You can improve the U

Whether one is a creationist or an evolutionist, both sides agree that things get better over time, at least when it comes to people and how they do things. All it really takes is some simple observation to see where things could or should be improved. I want to challenge students to take notice of the situation here at the U, and think for themselves about what things should change so the future student body can enjoy the things the current student body didn’t have — after all, it’s the finer things in life that make it all the better.

For example, the flex dollar program, which replaced the transfer meal program, works very well at the U, allowing students to choose whatever they want at almost any location on campus. But there is a problem: It doesn’t work at every location. It is possible to use flex dollars in the Union food court, but take just a few steps away to the concessions counter at the bowling alley, and suddenly it’s no deal. Convenience is a large part of modern American culture, and at a for-profit university that can compete with the upper tier of public universities, this should be fundamental in how they conduct business. Is it an absolute deal breaker for new students? Absolutely not, but it’s the small things that often make the experience, and more options ultimately means more sales.

On a related note, the re-designed meal plans that were initiated in the beginning of this semester could also use some fixing. Long gone are the golden days of the unlimited meal plans, which were at a comparable price to that of the 21 which replaced it. In an age where dieting is in fashion and people are tirelessly searching for ways to better their health, the unlimited meal plan was the shining beacon on the hill for those who choose to eat smaller meals more often … or those who eat larger meals more often.

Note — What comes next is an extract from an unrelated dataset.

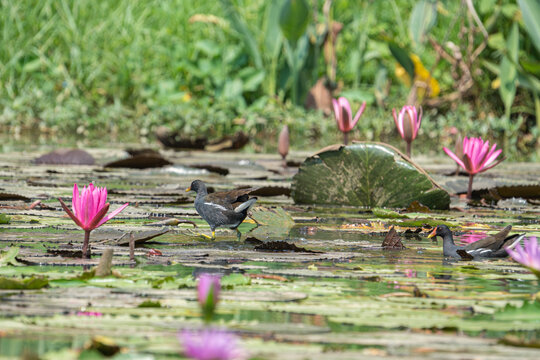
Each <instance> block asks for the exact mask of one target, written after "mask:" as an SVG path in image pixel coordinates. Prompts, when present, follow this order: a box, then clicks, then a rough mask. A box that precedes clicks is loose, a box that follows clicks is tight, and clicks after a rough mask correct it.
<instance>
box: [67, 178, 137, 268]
mask: <svg viewBox="0 0 540 360" xmlns="http://www.w3.org/2000/svg"><path fill="white" fill-rule="evenodd" d="M58 201H60V205H62V208H63V209H64V211H65V212H66V213H67V214H68V215H69V217H70V218H71V219H72V220H73V221H75V224H77V226H80V227H81V228H82V229H83V230H84V242H83V247H82V256H83V258H87V259H89V258H90V247H89V242H90V232H91V231H92V230H94V229H95V228H98V227H100V226H101V225H103V224H105V223H106V222H107V221H109V220H111V219H112V218H113V217H115V216H116V215H118V213H119V212H120V211H122V210H124V209H125V208H126V206H128V205H129V204H128V203H126V204H124V205H122V206H120V207H119V208H118V209H116V210H114V211H113V212H112V213H110V214H109V215H107V211H109V206H110V204H109V203H108V202H107V189H106V188H104V187H103V188H98V187H94V185H93V184H90V185H88V187H86V186H85V187H83V190H82V192H81V193H80V194H79V187H78V186H77V184H74V185H73V198H72V200H71V207H72V209H73V211H71V210H70V209H69V208H68V207H67V205H66V204H65V203H64V202H63V201H62V199H60V198H58Z"/></svg>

Ultimately, it was the salvation of a large body of students, but now it lives only in legend, fondly remembered by those who have been here long enough to recall the memory. This seems like another area that the U can improve, and I doubt I’m alone when I say bring back the unlimited meal plan — we pay enough.

Thirdly, the bike lanes are for bikes, in case you have difficulty reading the signs. These bike lanes are not here to inconvenience anyone. In fact, they are there to save people a pricey trip to the ER. It’s very fun to go very fast on two wheels, and all too often those cyclers who do not use the bike lane still retain the bike lane speed, which is a problem when there are dozens of people weaving to and fro during the peak class times. Clearly marking the lanes, brighter lane lines in areas such as Fort Douglas and a more safety-conscious student population can prevent those collision accidents that most people on campus have probably seen at least once — they aren’t pretty.

Lastly, improvement only comes when people take notice. Talk to leaders and voice your opinion. It’s good for the students and it’s good for business.